Rabu, 16 Mei 2012

Batasan Kaku “Justice Collaborator”


Batasan Kaku “Justice Collaborator”
Agus Riewanto ;  Kandidat Doktor Ilmu Hukum UNS Surakarta
SUMBER :  SINDO, 16 Mei 2012


KOMISI Pemberantasan Korupsi (KPK) mengintroduksi konsep hukum justice collaborator untuk bisa membongkar kasus megakorupsi, mengawali pada penyelidikan korupsi wisma atlet SEA Games, Hambalang, dan proyek di Kemendikbud, yang melibatkan Angelina Sondakh. Komisi antikorupsi itu menawari Angie agar bekerja sama membuka kasus tersebut. Sudah tepat dan relevankah penerapannya pada kasus itu?

Justice collaborator bisa dimaknai sebagai saksi pelaku yang bekerja sama dengan aparat penegak hukum mngungkap tabir gelap dan jejaring tindak pidana khusus yang dilakukan sindikat yang sistematis, masif, dan terstruktur. Pada tradisi penegakan hukum di Eropa dan Amerika Serikat, konsep itu menjadi model utama. Karena itu, tahun 2003 PBB mengeluarkan Konvensi Antikorupsi, terutama napas Pasal 37 Ayat (2) yang memberikan panduan internasional agar negara mengurangi hukuman bagi pelaku kejahatan tertentu yang bersedia bekerja sama dalam penyelidikan atau penuntutan. Begitu pula Konvensi PBB Tahun 2000 tentang Antikejahatan Transnasional yang Ter-organisasi.

Sebagai salah satu negara anggota PBB, Indonesia terikat oleh dua konvensi itu.
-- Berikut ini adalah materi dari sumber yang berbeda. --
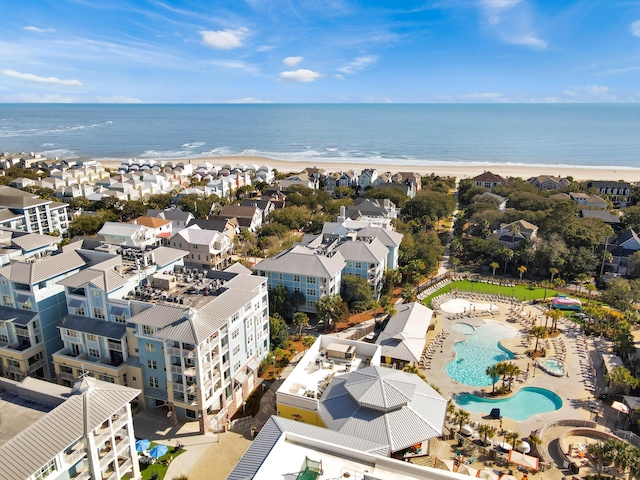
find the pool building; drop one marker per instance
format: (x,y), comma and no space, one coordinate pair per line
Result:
(342,385)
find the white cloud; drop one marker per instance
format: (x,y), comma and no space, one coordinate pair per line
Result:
(31,28)
(360,63)
(590,93)
(248,100)
(35,98)
(30,77)
(300,75)
(118,99)
(292,61)
(224,39)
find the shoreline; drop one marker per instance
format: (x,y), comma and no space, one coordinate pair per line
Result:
(460,171)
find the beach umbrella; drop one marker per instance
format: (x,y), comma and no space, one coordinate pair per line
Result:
(524,460)
(158,451)
(142,445)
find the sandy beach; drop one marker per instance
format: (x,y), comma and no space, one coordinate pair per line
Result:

Karena itu pemerintah meratifikasi dua konvensi badan dunia tersebut, melalui UU Nomor 7 Tahun 2006 dan UU Nomor 5 Tahun 2009.

Hakim Progresif

Untuk melengkapi pelaksanaan dua UU itu, Indonesia mendesain UU Nomor 10 Tahun 2006 tentang Perlindungan Saksi dan Korban. Bahkan setahun kemudian terbentuk institusi khusus nonnegara yang melindungi saksi dan korban, yakni Lembaga Perlindungan Saksi dan Korban (LPSK) di Jakarta.

Berdasarkan fakta yuridis itu sesungguhnya konsep justice collaborator kini telah menjadi bagian dari proses penegakan hukum. Hanya sejak pengundangan dua UU itu pemerintah belum melengkapi prosedur yang tepat untuk menjalankan konsep itu, baik pada level penegak hukum di kejaksaan, kepolisian, maupun pengadilan.  Baru pada 10 Agustus 2011 ada Surat Edaran Mahkamah Agung (Sema) Nomor 04 Tahun 2011 tentang Perlakuan bagi Pelapor Tindak Pidana (Whistleblower) dan Saksi Pelaku yang Bekerja Sama (Justice Collaborator) dalam Perkara Tindak Pidana Tertentu.
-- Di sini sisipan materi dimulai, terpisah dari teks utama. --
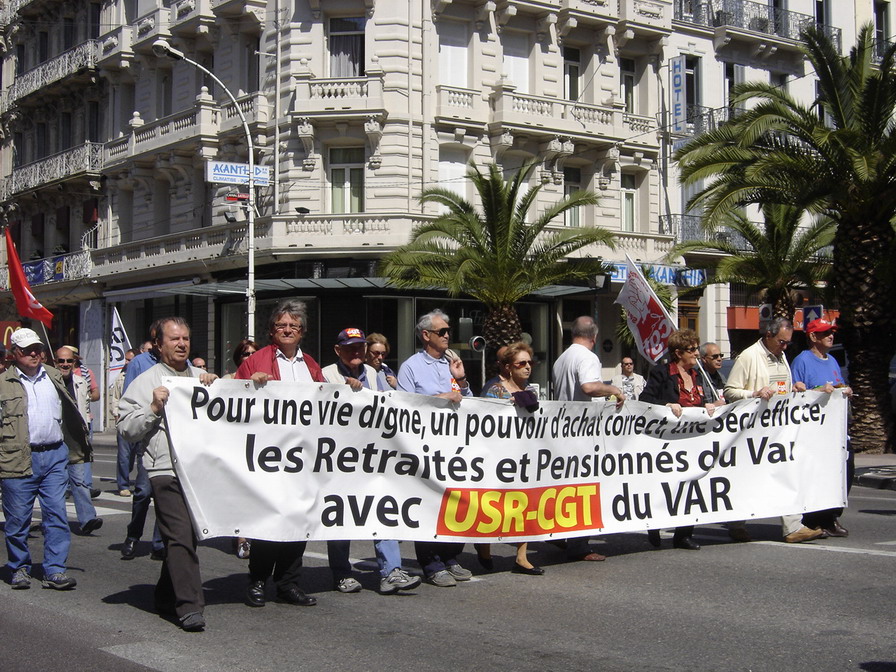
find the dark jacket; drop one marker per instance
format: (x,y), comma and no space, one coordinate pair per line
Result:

Sayang, surat edaran itu hanya mengikat hakim, tidak mengikat institusi kejaksaan dan kepolisian. Akibatnya masih diperlukan hakim yang progresif menerjemahkan tuntutan jaksa dalam kasus korupsi. Jika jaksa tak memahami konsep justice collaborator maka hakim pun secara otomatis takkan bertindak di luar tuntutan jaksa, kecuali hakim progresif yang kini tampaknya makin sepi dan nyaris hilang karena lemahnya dukungan sistem hukum.

Sema Nomor 04 Tahun 2011 itu memberikan panduan kepada hakim untuk mengategorikan saksi pelaku sebagai  justice collaborator, yakni merupakan salah satu pelaku tindak pidana tertentu, mengakui kejahatan yang dilakukannya, bukan pelaku utama dalam kejahatan itu, dan memberikan keterangan sebagai saksi dalam proses peradilan.
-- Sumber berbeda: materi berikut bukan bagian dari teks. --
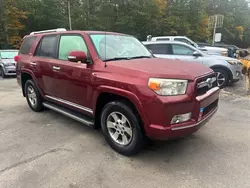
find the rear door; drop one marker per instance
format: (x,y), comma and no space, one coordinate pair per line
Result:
(160,50)
(42,61)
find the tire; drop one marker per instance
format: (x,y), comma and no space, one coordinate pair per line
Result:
(131,129)
(222,74)
(33,96)
(2,75)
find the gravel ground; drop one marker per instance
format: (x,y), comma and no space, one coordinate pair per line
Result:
(49,150)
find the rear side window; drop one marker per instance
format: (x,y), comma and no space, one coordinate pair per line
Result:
(159,48)
(182,50)
(70,43)
(183,40)
(27,44)
(47,47)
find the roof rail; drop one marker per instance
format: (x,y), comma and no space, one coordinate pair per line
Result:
(48,31)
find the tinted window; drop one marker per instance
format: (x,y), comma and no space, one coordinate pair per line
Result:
(182,50)
(47,47)
(27,44)
(8,54)
(163,39)
(71,43)
(159,48)
(183,40)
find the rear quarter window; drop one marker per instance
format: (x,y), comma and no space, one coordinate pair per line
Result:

Rasanya sulit menerapkan konsep itu pada Angie karena surat edaran MA justru membuat batasan yang rigid dan rumit. Faktanya, Angie dalam proses penyidikan di KPK dan sidang pengadilan sebagai saksi membantah terlibat dalam kasus-kasus tersebut. Dia juga mengaku tidak korupsi pada kasus-kasus tersebut.

Kesulitan lain menerapkan konsep itu, justice collaborator tak akan memperoleh pengampunan hukuman tapi hanya keringanan. Ditambah budaya politik di negara kita pun belum bisa melahirkan budaya malu dan harga diri tinggi, seperti politikus Jepang, Jerman, dan Prancis.